Um filme sobre sonhos desfeitos é, quase sempre, algo a ver.
Quando se alia estes sonhos à imigração e esta ao futebol, aí o interesse ganha novos contornos e abarca uma problemática muito diferente e urgente de analisar.
Nha Sunhu (O Meu Sonho), integrado no certame CURTAS de Vila do Conde, é um filme sobre um jovem que vem para Portugal trazendo na bagagem o sonho de se tornar uma estrela de futebol. Joga a pré-época e depois… bem, depois fica ao abandono, tendo que sobreviver trabalhando numa fábrica até conseguir de novo ser aceite num pequeno clube.
Dos diálogos escorrem as saudades de casa, da família que conta com o seu sucesso para poder aspirar a uma vida melhor. Família alargada, como geralmente acontece em África.
Com o Eusébio sempre no horizonte da memória e no exemplo, são dezenas de miúdos que rumam ao nosso País com contratos temporários para prestação de provas em clubes mais ou menos pequenos.

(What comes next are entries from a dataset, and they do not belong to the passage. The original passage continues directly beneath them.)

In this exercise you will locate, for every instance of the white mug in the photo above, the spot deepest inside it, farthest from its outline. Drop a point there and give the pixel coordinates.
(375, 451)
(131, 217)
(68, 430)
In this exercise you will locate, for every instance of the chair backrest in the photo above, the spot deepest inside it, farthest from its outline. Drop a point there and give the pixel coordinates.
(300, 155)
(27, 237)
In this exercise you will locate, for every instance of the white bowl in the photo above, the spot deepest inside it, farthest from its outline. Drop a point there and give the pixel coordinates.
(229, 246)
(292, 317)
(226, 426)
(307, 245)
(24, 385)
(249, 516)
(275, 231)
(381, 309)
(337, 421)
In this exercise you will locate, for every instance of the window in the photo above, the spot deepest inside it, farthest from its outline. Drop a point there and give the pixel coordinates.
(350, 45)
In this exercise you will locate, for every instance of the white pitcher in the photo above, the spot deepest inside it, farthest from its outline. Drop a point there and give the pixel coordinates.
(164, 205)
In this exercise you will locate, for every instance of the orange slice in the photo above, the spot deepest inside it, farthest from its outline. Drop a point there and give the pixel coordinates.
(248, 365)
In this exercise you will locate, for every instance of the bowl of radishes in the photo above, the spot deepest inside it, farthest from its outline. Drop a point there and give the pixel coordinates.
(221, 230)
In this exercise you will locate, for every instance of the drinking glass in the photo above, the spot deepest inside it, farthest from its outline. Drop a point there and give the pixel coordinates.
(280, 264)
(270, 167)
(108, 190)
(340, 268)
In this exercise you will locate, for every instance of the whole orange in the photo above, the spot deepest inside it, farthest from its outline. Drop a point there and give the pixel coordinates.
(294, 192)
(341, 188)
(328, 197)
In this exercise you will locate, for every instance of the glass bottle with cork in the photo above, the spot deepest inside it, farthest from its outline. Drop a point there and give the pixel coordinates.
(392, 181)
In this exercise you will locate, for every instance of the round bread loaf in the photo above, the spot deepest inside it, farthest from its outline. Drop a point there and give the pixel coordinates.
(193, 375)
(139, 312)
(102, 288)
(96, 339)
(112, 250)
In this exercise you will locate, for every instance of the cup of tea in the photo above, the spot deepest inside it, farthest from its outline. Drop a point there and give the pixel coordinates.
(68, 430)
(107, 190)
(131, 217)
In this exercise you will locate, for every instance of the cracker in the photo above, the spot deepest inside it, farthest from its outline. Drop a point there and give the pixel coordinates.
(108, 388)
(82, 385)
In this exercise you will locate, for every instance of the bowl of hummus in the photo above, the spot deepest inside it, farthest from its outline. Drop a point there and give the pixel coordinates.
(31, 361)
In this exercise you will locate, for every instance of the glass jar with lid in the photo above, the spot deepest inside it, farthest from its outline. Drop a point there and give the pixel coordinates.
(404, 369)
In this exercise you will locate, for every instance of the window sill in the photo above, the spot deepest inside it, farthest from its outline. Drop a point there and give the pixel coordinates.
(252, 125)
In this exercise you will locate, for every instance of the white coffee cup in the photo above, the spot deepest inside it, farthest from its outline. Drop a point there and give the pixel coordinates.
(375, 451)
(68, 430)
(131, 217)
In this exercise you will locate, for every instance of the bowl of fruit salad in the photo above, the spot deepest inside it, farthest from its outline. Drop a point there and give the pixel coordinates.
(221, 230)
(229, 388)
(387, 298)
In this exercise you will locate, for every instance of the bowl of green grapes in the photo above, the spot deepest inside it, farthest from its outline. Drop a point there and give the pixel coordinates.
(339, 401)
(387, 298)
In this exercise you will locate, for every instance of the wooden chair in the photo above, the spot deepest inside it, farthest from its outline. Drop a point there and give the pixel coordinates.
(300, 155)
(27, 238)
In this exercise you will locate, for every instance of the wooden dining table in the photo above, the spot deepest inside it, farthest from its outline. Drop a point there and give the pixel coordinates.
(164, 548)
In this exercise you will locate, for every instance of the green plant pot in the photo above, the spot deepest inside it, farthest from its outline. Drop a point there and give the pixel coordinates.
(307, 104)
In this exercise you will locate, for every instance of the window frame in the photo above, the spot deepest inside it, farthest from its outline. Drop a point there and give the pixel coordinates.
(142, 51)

Dos jogos nas ruas de Bissau ou da Praia para os relvados, o salto é a concretização duma quimera. Alojados em quartos exíguos, a maior parte cedo encontra a dura realidade: Eusébios são poucos e o Rei já morreu
Aqui a solidão é a sua companhia nos treinos noturnos com que tenta atingir o nível que lhe permita conquistar o seu lugar no futebol nacional.
Com o Eusébio sempre no horizonte da memória e no exemplo, são dezenas (para não dizer centenas) de miúdos que rumam ao nosso País com contratos temporários para prestação de provas em clubes mais ou menos pequenos.
Dos jogos nas ruas de Bissau ou da Praia para os relvados, o salto é a concretização duma quimera. Alojados em quartos exíguos, a maior parte cedo encontra a dura realidade: Eusébios são poucos e o Rei já morreu.
Quando falamos de exploração laboral, casos como estes passam-nos bastante ao lado. No entanto, não deviam, já que se trata na sua maioria de jovens menores explorados por agentes e clubes que acabam na construção civil, nas fábricas, abandonando precocemente a escola e lutando contra a saudade. Solitários, juntando-se a outros como eles, vão resistindo e sobrevivendo, enviando para casa o pouco que conseguem retirar do magro salário.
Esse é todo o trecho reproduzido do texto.